To make this question more general, I believe that it can also be rephrased as: Creating a current temporary variable with a variable . Although this is an unusual requirement, it can be used for different data sources.
I have a series of non-uniform time data
s> 1 records per day for thousands of users. I want to create a new player_type
column that tracks a rolling 30-day definition of their behavior. The behavior is determined by what games they play; the 'games'
column is a factor in game A, gameB.
Thus, there are three types of behavior:
- Exclusively plays GameA -
'A'
- Exclusively plays GameB -
'B'
- Play both games -
'Hybrid'
I want to use this new column to see changes in their game behavior over time, and also count the number of players in each group over time to see how they change.

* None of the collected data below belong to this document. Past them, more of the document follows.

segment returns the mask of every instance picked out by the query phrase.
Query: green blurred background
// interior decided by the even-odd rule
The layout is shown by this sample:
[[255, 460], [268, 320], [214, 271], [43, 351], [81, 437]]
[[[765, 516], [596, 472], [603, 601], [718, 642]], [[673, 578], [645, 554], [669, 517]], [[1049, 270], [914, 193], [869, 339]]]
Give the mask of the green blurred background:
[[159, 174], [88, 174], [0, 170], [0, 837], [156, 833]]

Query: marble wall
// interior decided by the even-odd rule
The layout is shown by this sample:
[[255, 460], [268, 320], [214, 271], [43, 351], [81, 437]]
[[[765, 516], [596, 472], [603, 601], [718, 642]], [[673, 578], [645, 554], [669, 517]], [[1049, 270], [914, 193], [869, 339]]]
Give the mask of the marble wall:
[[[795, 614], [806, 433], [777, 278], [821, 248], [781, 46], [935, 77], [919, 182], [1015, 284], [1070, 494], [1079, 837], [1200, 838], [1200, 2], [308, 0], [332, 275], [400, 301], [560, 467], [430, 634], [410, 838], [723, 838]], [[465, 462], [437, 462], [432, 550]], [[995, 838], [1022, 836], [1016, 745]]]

Time series are very irregular for each player. Players can play several types of games per day or not play games for many months. The time series is uneven for each player, so a record is created only when the player is playing a game, so I expect the solution to use a filter something like:
interval(current_date, current_date - new_period(days=30)
(using lubridate).
Here is an example dataset. Keep in mind that this is simplified and checks for a rolling change in 1 day, so simple recording verification methods will not actually work before that. If you can make a better dataset, consult and I will edit this post.
p <- c( 1, 1, 1, 2, 2, 2, 6, 6, 6) g <- c('A', 'B', 'B', 'A', 'B', 'A', 'A', 'B', 'B') d <- seq(as.Date('2014-10-01'), as.Date('2014-10-9'), by=1) df <- data.frame(player_id = p, date = d, games = g)
As a conclusion, I require:
player_id date games type 1 1 2014-10-01 AA (OR NA) 2 1 2014-10-02 B Hybrid 3 1 2014-10-03 BB 4 2 2014-10-04 AA (OR NA) 5 2 2014-10-05 B Hybrid 6 2 2014-10-06 A Hybrid 7 6 2014-10-07 AA (OR NA) 8 6 2014-10-08 B Hybrid 9 6 2014-10-09 BB
The solution should be something like apply
through the columns and apply a function that checks 30 days in time, and an ifelse()
statement to see what games they played.
This is a very similar message - and should help solve this problem. How to make a notional amount that looks only between certain date criteria
I also learned rowwise()
and conditional mutates()
with dplyr, however catch is a historical time component for me.
Thanks for the help! I can not thank this forum. I will check often.